I don’t get sick often. I feel pretty good most of the time. So when I woke up yesterday and felt bad, I was kind of surprised.

I knew I was tired the evening before. I had been on a road trip for work and just chalked it up to that.

I hadn’t been sleeping well lately. I have too many things bouncing around in my head. I get some really good ideas in the middle of the night. My writing is more honest when my guard is down from lack of sleep.

I write more in depth about my desires when I am writing in the middle of the night.

The problem with being awake and asleep off and on for days on end…. I have a day job and a weekend job. When sleep deprived things tend to pile up on me.

So yesterday, I called in. I am having some allergy/cold thing going on. I camped out on my couch most of the day. I napped a couple of times. I tried to hydrate and eat real food. I know what to do once I finally decide that I am sick.
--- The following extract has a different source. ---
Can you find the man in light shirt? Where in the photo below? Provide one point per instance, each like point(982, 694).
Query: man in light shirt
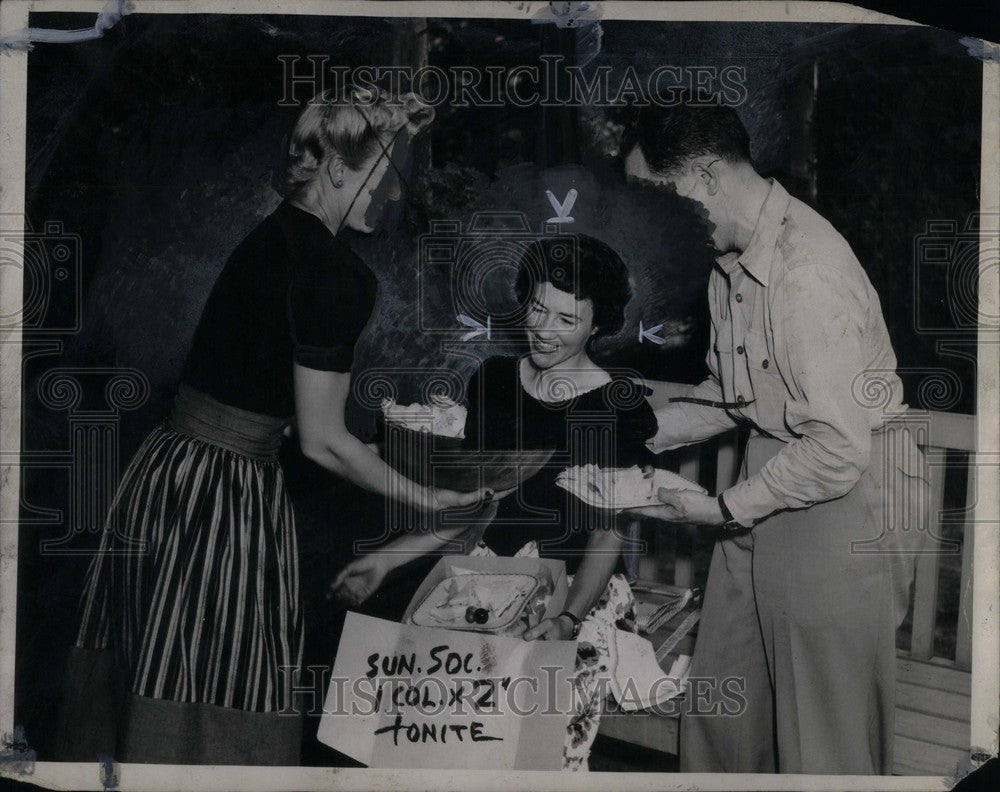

I worked on a few projects, just because I am down doesn’t mean my mind stops working. If anything it works more.

I am the last one to admit I am sick. My couch missed me so we spent a little time hanging out. No one knew I was home yesterday except the folks at work and my best friend.

At least that is what I thought. My mom calls me this morning and asked me why I didn’t work yesterday. Oh yeah, I live in a small town and word gets around pretty quick. So, I told her I was taking another day today. Don’t wanna make the mistake of not telling her again.

So I will admit, I am sick. I will get me a bite to eat and I will crawl back into my blanket fort.